1 形勢評価は、「相手玉を自玉より先に詰ませる」という目的を根拠にしている。

証明 (定義)と(前提1)から導かれる。
 将棋はどちらかの玉が詰んだ状態が、その対局の終わりになっているから。Q.E.D.

1.1 よい手とは、相手玉を自玉より先に詰ませる可能性を高める手であり、悪い手とは、自玉を相手玉より先に詰ませる可能性を高める手である。

(*)上位の命題からただちに導かれる命題(数学で言うところの「系」)には、証明をつけていない。

1.11 よい手は指さなければならないものではなく、「有利になりたければ指したほうがよい」というだけのものである。

証明 (前提2)と命題1.1から導き出される。
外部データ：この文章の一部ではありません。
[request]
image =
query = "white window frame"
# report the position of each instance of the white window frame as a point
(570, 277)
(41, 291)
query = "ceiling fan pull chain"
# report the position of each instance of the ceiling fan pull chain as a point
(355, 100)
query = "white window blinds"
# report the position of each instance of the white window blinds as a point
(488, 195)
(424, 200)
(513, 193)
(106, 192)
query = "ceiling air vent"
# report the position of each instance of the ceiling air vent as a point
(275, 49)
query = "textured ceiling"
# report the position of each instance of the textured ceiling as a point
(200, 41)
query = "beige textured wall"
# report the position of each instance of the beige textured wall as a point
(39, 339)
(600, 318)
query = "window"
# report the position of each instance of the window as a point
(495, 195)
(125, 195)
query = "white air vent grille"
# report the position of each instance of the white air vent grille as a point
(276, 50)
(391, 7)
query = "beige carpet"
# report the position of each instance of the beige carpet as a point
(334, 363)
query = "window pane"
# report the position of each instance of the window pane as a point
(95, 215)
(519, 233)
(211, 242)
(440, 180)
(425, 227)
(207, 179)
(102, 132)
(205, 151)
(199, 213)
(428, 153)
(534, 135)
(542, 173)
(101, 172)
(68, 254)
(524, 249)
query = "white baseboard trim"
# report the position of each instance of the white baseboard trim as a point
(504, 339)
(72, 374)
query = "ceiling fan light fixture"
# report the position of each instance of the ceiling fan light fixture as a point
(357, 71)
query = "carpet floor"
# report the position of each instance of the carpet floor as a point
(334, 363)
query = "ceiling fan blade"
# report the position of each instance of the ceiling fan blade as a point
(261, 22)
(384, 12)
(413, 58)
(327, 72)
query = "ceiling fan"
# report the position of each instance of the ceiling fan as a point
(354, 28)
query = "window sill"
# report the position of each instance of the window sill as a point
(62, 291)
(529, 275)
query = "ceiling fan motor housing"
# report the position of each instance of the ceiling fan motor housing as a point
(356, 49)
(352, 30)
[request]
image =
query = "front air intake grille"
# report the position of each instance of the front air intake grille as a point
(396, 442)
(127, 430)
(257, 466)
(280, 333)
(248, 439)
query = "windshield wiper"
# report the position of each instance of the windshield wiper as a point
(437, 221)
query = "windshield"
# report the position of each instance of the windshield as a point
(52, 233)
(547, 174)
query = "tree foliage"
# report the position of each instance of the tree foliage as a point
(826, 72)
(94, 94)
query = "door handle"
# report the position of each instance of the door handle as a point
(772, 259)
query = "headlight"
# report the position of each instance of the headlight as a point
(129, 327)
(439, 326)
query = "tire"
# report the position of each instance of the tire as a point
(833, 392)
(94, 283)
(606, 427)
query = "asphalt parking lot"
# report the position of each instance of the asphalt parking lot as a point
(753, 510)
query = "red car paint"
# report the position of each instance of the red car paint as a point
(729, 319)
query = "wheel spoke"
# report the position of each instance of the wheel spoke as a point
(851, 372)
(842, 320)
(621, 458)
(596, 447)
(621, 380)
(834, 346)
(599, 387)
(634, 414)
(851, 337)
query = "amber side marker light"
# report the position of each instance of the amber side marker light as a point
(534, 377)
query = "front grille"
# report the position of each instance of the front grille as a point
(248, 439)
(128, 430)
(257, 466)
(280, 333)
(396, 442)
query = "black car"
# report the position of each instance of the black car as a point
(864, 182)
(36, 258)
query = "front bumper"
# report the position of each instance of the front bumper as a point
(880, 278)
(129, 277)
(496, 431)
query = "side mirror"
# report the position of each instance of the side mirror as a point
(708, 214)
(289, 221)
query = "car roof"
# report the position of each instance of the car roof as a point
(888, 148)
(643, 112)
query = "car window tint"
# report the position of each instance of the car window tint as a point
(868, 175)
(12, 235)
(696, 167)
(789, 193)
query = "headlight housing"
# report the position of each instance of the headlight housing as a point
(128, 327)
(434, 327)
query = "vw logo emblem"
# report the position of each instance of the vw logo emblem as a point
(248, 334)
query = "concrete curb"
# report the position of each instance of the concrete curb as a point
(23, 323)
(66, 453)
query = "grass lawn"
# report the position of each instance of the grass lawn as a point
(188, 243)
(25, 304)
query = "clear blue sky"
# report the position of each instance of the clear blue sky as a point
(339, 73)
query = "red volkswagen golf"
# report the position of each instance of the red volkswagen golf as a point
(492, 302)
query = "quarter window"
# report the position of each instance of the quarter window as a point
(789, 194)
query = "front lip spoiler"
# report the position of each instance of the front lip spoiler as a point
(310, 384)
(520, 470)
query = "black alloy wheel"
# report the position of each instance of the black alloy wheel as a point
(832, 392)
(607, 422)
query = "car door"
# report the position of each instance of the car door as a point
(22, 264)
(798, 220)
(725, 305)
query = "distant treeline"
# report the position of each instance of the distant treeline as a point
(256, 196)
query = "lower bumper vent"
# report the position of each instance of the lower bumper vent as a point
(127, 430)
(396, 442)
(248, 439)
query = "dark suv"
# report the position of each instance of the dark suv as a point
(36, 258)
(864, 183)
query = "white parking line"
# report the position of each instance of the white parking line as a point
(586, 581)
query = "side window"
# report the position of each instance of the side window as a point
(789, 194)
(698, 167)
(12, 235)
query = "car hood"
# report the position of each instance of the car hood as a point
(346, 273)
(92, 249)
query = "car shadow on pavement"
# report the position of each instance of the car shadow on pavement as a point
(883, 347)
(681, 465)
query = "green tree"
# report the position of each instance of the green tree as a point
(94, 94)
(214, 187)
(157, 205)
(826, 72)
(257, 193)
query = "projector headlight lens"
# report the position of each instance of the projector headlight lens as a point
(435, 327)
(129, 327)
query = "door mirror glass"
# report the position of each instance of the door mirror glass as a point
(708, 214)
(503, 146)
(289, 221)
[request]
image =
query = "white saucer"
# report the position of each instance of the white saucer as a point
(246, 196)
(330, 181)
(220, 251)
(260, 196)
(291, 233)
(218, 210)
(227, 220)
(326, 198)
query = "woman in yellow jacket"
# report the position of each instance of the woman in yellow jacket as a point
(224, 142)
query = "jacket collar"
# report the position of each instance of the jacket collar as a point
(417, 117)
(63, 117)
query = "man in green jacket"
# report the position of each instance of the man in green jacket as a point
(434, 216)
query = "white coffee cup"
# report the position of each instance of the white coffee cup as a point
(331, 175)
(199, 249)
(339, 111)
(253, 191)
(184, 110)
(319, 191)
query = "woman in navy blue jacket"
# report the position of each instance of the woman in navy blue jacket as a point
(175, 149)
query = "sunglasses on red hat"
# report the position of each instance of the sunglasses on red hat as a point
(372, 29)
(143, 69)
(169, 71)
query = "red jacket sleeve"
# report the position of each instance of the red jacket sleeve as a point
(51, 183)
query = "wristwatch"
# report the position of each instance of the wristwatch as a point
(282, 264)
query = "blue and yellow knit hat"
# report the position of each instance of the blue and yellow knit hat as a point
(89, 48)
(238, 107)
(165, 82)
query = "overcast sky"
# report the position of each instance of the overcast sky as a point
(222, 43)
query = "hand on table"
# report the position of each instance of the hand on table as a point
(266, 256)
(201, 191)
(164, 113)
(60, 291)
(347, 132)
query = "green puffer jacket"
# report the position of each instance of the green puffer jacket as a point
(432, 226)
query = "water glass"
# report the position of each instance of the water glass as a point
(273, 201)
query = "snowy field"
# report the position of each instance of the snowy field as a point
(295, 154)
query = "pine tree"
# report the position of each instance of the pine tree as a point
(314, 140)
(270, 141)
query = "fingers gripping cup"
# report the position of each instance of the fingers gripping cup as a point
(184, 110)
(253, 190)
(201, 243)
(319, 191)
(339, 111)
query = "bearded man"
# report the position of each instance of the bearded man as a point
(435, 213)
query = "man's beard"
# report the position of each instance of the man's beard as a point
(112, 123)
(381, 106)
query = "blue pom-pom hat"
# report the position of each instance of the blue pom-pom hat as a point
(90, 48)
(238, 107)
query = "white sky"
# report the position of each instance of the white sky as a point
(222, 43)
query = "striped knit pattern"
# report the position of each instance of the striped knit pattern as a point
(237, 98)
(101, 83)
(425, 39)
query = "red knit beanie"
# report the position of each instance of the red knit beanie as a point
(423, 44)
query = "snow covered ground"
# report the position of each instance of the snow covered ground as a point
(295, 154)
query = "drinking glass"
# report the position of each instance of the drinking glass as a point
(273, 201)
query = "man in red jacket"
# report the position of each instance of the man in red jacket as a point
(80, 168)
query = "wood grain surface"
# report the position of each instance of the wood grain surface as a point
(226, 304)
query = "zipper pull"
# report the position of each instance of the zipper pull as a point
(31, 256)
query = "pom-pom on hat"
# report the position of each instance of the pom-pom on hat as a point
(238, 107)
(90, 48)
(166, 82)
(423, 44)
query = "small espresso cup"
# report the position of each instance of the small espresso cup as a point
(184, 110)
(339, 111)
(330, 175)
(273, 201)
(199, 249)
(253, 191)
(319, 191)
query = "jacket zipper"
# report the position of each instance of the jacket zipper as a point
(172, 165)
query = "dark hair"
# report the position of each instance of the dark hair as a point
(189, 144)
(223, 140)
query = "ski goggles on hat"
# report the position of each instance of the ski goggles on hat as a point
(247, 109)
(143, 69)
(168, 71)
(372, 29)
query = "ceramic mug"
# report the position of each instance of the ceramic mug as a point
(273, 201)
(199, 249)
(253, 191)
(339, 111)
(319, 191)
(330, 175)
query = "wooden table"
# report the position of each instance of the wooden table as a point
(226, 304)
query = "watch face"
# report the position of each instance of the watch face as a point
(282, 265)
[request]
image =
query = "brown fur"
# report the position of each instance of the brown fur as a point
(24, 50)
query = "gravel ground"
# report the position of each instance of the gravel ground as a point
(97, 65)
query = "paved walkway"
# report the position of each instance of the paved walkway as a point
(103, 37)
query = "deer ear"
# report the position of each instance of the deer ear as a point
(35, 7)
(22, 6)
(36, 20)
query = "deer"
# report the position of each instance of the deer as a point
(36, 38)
よい手であっても指すかどうかは、指し手の意思で選ぶことが出来る。何かに強制されるものではない。たとえばルールに指すことを強制されるものではない。したがって、「~ねばならない」のではなく、「~したほうがいい」としか言えない。Q.E.D.

*補足 同じ理由を使って逆のことも言える。悪い手は指してはならないものではなく、不利になりたくなければ指さないほうがよいというだけのものである。

1.2 「相手玉を自玉より先に詰ませる」という目的がないと、すべての手が無価値になってしまい(どの手を指しても同じく価値がない)、形勢評価ができなくなる。

1.3 駒を取ることはニュートラルな行為である(行為自体はよいことでも悪いことでもない)。

証明 (前提1)と命題1から導き出される。
 駒取りの行為のうち、駒を取ることで自玉の詰みが早まる場合は悪く評価され、相手玉の詰みが早まる場合はよく評価される。駒取り自体に評価値が上下するわけではない。したがって、駒取りの行為自体はよくも悪くもない。Q.E.D.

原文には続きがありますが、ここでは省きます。